Materials and methods

This meta-analysis is registered in the International Prospective Register of Systematic Reviews (PROSPERO) trial registry (CRD42020199418). In addition and where applicable, the general guidelines of the Preferred Reporting Items for Systematic Reviews and Meta-Analysis (PRISMA) Statement were followed. And this study was performed and prepared according to the guidelines proposed by Cochrane Collaboration (http://www.cochrane-handbook.org).

Literature search

Since WFO started commercial use in 2015, literatures from 2015 onwards were searched. Cochrane Library, PubMed, Excerpta Medica Database (EMbase), China National Knowledge Infrastructure (CNKI), CQVIP and Chinese Biomedicine (CBM) databases (updated until December 31, 2019) were searched using the following terms: artificial intelligence, clinical decision-support system, Watson for Oncology, neoplasm, treatment, Multidisciplinary Team, concordance and comparative study. Other potentially qualified articles were also screened manually.

Inclusion and exclusion criteria

The studies meeting the following criteria would be included:

(a) The clinical use of WFO has been focused on regardless of cancer type, (b) the studies contain at least one subgroup of analysis data, (c) the studies should be original research articles published either in Chinese or English regardless of nationality, (d) the studies have compared the consistency of treatment schemes determined by WFO and MDT, and (e) there is no limit to whether the article is a prospective or a retrospective study and whether blind methods have used.

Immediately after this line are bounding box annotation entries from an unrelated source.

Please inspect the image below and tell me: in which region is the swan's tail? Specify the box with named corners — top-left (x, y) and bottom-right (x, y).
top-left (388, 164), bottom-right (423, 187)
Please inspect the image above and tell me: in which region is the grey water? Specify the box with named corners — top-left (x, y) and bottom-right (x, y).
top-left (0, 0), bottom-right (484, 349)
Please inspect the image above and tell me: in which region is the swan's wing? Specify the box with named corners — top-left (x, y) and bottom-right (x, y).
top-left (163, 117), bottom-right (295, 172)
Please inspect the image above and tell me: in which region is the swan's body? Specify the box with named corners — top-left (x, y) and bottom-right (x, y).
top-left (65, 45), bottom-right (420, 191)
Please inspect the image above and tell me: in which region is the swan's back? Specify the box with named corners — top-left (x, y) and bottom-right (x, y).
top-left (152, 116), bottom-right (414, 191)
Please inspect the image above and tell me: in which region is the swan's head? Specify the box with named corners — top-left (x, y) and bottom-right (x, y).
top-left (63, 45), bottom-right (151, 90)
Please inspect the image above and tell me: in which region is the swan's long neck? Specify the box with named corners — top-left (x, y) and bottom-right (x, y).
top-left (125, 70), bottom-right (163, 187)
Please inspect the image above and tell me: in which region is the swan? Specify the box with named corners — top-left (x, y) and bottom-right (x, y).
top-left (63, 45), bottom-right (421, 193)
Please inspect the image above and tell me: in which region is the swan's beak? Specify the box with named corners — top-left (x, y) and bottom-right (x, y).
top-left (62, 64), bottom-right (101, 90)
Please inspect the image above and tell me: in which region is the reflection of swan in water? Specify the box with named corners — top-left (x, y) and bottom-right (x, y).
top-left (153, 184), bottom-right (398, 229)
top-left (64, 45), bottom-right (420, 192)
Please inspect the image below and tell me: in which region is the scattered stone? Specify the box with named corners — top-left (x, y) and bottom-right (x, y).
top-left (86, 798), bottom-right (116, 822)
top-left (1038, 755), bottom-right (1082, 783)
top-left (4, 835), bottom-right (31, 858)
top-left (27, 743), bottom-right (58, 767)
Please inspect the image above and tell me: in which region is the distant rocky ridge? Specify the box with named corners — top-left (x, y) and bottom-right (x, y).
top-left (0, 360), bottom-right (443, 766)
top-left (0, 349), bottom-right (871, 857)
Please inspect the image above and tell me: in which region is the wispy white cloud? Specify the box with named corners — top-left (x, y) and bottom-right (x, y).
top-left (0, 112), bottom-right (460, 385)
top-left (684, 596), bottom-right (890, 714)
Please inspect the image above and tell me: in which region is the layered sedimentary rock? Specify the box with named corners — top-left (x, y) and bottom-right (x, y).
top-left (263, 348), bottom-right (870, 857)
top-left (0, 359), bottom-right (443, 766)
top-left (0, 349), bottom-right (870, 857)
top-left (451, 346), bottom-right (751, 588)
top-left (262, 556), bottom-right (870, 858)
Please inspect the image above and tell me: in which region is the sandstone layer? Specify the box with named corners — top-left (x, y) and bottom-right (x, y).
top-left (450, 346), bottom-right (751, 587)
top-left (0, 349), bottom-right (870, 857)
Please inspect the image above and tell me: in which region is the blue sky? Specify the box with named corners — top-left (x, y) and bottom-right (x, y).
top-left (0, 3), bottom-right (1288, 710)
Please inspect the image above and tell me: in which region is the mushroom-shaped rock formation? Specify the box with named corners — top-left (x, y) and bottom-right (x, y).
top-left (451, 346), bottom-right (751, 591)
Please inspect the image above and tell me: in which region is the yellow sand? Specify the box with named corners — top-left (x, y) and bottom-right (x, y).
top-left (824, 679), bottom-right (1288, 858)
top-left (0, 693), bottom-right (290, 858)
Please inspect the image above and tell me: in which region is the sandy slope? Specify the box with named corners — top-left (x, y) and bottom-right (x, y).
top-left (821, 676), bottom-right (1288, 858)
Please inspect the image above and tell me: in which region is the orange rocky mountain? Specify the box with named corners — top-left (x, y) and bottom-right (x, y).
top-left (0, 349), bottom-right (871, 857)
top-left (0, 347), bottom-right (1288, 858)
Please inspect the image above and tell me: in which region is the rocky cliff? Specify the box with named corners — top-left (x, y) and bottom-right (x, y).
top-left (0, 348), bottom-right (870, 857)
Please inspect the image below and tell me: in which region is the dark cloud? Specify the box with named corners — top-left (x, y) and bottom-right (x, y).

The following are the major exclusion criteria:

(a) The studies only describe the simple use of WFO and do not involve any data or only WFO research and development process data, (b) the article does not compare the treatment schemes between WFO and MDT, and (c) book chapter, comment, case reports, and other forms without detailed data.

Data extraction and quality assessment

Two investigators evaluated the quality of the literatures and extracted the data independently. Any disagreements were discussed and consulted by an additional independent arbitrator for further resolution. The lack of original data is supplemented by contacting the original author via e-mail. The data were extracted with a standardized table, including (a) general information, such as the title of the publication, first author’s surname, the original document number and source, year of publication and country, (b) research characteristics, such as the eligibility of the research, the characteristics of the research object, the design scheme and quality of the literature, the design scheme and quality of the literature, the specific contents and implementation methods of the research measures, relevant bias prevention measures, and the main test results; (c) data needed for this meta-analysis, such as the total number of cases in each group, and the number of cases of events were collected by the second classification.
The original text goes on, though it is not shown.